Tuesday
I am finding myself filling my schedule to the gills lately – and even ramping it up with the holidays. Finding new recipes to cook, working out, pulling extra freelance jobs, amassing a long list of projects to take on, watching Netflix shows, reading multiple books, holiday shopping, etc etc etc.
I’m honestly not sure whether this is a good thing or not. Initially, it was to replace the evening drinking with something healthy that would distract. Now that I’m almost 2 months in (still super early sobriety), I’m wondering if I’m just using this Busy-ness to avoid processing the prickly painful stuff that sits in the back of my mind.
I know that my 1-hr commutes are great for processing, and yet I fill them with phone calls, podcasts and zoning out to music.
Evenings might be good as well, but I’m barely getting to bed before midnight and find myself busy right up until my head drops onto the pillow.

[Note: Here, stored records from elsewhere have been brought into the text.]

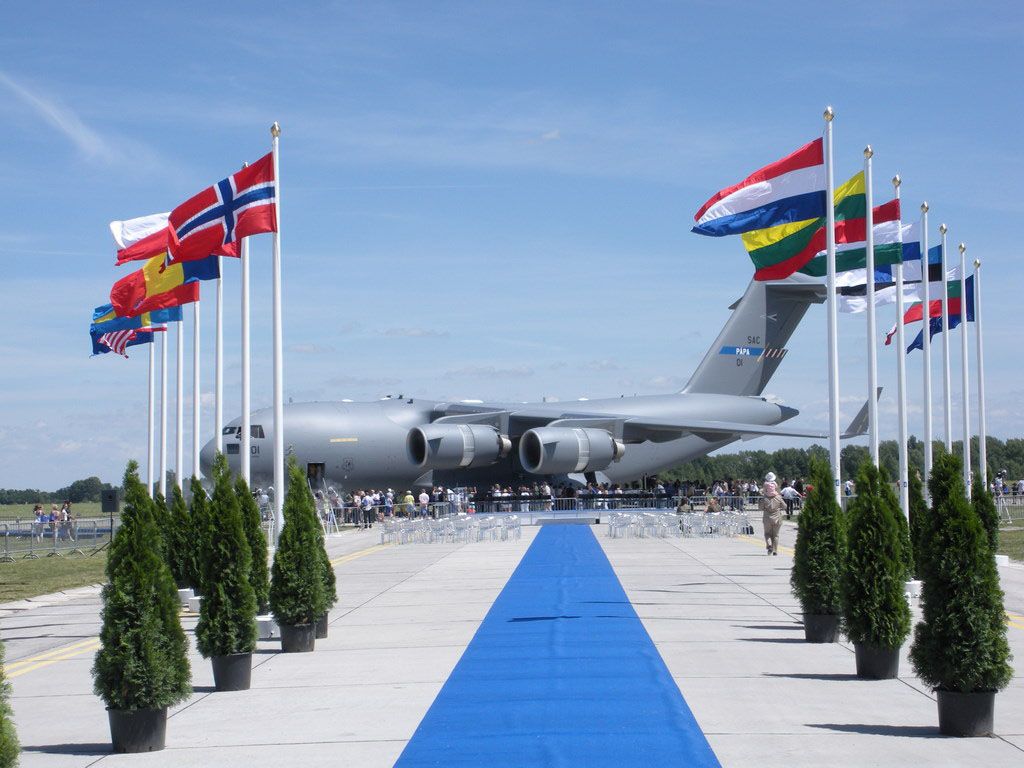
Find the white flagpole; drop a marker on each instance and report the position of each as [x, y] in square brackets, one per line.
[904, 496]
[218, 363]
[834, 450]
[947, 409]
[982, 427]
[163, 415]
[926, 345]
[179, 408]
[197, 393]
[150, 420]
[965, 384]
[872, 363]
[279, 379]
[246, 437]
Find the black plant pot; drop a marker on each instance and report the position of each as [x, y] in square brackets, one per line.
[322, 626]
[298, 638]
[820, 628]
[875, 663]
[232, 672]
[966, 714]
[137, 730]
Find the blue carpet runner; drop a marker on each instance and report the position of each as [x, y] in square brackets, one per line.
[560, 673]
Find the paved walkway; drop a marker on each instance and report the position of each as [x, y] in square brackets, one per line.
[719, 611]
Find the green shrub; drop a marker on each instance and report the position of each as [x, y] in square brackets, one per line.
[919, 519]
[199, 530]
[961, 645]
[142, 662]
[8, 736]
[984, 507]
[180, 555]
[259, 574]
[227, 615]
[875, 610]
[820, 547]
[297, 577]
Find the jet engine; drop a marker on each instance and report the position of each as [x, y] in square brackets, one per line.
[456, 445]
[549, 451]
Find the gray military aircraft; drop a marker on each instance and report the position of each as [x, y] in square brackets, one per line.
[402, 442]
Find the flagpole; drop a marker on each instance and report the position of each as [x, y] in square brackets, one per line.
[218, 363]
[926, 348]
[834, 450]
[279, 379]
[163, 415]
[982, 427]
[179, 420]
[947, 409]
[966, 382]
[150, 422]
[904, 496]
[197, 394]
[246, 437]
[872, 374]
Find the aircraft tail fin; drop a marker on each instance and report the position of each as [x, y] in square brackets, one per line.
[752, 344]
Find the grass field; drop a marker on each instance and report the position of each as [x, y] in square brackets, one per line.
[11, 512]
[31, 578]
[1012, 543]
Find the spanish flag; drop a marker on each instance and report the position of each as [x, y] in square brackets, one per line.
[158, 286]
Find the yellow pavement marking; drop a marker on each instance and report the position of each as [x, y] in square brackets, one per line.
[25, 666]
[360, 553]
[760, 543]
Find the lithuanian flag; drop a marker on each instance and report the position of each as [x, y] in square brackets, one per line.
[779, 251]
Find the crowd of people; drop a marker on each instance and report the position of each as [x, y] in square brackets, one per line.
[59, 521]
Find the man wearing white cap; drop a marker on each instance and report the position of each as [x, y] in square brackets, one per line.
[771, 508]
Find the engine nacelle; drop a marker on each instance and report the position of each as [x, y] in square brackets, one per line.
[551, 451]
[456, 445]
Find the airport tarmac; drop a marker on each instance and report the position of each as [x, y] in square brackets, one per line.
[719, 612]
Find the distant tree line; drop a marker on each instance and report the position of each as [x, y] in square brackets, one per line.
[78, 492]
[794, 463]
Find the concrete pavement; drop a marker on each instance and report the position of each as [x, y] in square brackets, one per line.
[719, 611]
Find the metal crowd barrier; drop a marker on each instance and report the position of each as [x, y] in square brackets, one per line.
[30, 541]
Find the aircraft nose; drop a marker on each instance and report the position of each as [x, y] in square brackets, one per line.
[206, 457]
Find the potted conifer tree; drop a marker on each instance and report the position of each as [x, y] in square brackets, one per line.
[330, 587]
[259, 574]
[876, 615]
[179, 546]
[226, 630]
[818, 558]
[961, 646]
[297, 597]
[141, 667]
[8, 737]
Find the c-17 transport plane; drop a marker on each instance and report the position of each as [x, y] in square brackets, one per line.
[402, 442]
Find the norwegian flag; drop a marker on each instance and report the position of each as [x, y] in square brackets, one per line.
[241, 205]
[118, 341]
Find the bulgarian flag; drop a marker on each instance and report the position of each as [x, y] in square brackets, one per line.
[779, 251]
[851, 250]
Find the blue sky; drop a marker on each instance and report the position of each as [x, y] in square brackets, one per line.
[479, 200]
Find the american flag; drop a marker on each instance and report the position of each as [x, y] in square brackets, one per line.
[118, 340]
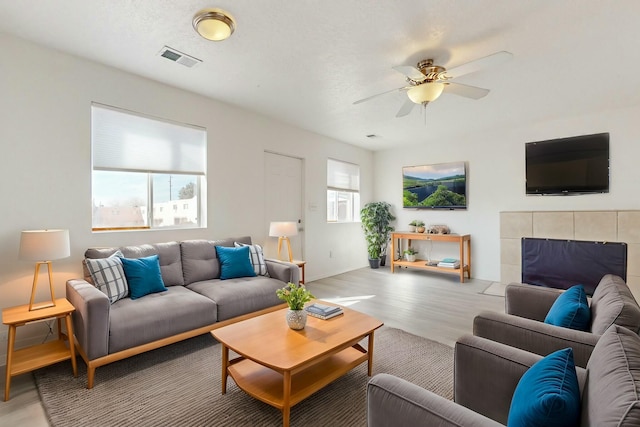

Some processing tries to happen then, as my mind churns and stresses, but usually I’m trying hard to turn it off – not dig in to the problems.
In line with the latest desire to make space to meditate and to spend time practicing gratitude, I think I need to slow down. Take a few deep breaths once in awhile. Leave an evening or two open during the week. Turn down additional work.
Easy to say, much much harder to implement – especially now with the holiday madness bearing down. But hopefully intention counts for something!